В течение десяти или даже двадцати лет Новочадов всё собирался начать писать свой роман. Этот ненаписанный роман мучил его, как карточный долг, то есть долг чести, но долг бессрочный, возвращение которого можно было откладывать сколько угодно долго, хотя бы и всю жизнь. Но не до смерти ведь? Потому что отдать его было необходимо именно здесь, а не там. Хотя ни здесь, ни там роман изначально никому не был нужен, кроме самого Новочадова и его призрачного кредитора. Кажется, этим литературным кредитором был сам Новочадов, он был одновременно заемщиком и заимодавцем, ростовщиком и должником, обманщиком и обманутым. Круговорот происходил внутри него, а не вовне.
Первое время Новочадов откладывал свой роман по молодости, из-за иных, куда более насущных страстей. Затем он откладывал его по инерции и смеялся: откладываю, мол, не несущиеся яйца. У него был запас кой-какого юмора. Когда он понял, что жизнь погибает в отсрочках, он испугался и начал суетиться, лихорадочно искать идею, сюжет, зацепку, тональность, хотя бы название или начальное магическое слово, которое якобы даст импульс и от которого уже можно будет плясать дальше.

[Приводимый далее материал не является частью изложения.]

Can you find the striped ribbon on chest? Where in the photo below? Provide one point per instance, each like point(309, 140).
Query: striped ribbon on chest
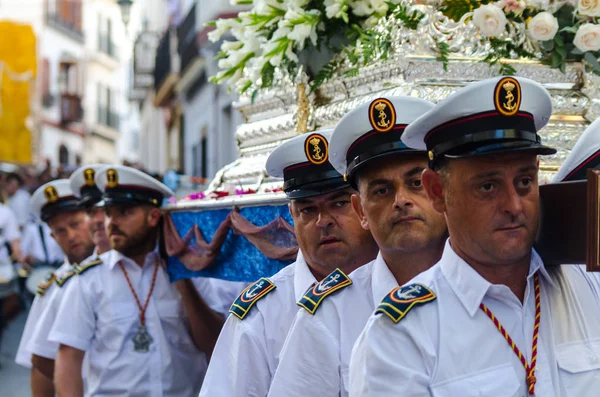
point(529, 368)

Но в его жизни тогда уже набирала обороты великая тщета. Хоть и предназначался этот роман исключительно для себя, отделаться формальной отпиской Новочадов не мог. По злой (теперь это ясно стало) иронии, имя Новочадову родители тоже дали Роман. Неизвестно, в честь кого или все-таки чего они так его назвали, потому что других Романов в их роду не было, - он проверял. Правда, Романом его, конечно, звали редко, все больше - Ромкой или Ромой, или Ромом - в школе.
Единственным неоспоримым условием для романа было то, что это должен быть роман из так называемой современной жизни, то есть не исторический, не фантастический и не постмодернистский, а именно традиционный, классический, толстовский роман, не концептуальный экспонат, не порнографическое, языкастое месиво, не обрывочные, разномастные тексты, собранные вместе и провозглашенные романом, а собственно роман в старом, добром значении этого слова. Новочадов уповал на некое связное повествование, на череду событий, на содержательный конфликт, на текущее время, на неопровержимые детали и, главное, на интерес к человеку. Говоря об истинном искусстве, подразумевают наслаждение его самобытностью, говоря о вторичном произведении, подразумевают наслаждение аллюзиями. Важно не смешивать первый план со вторым. Детектив прекрасен в кино, комедия хороша на сцене, прошлое хорошо в мемуарах и научных монографиях, а художественной литературе оставьте, пожалуйста, живого, неопознанного человека. Пусть она его опознает. Потому что лучше ее этого никто не умеет делать.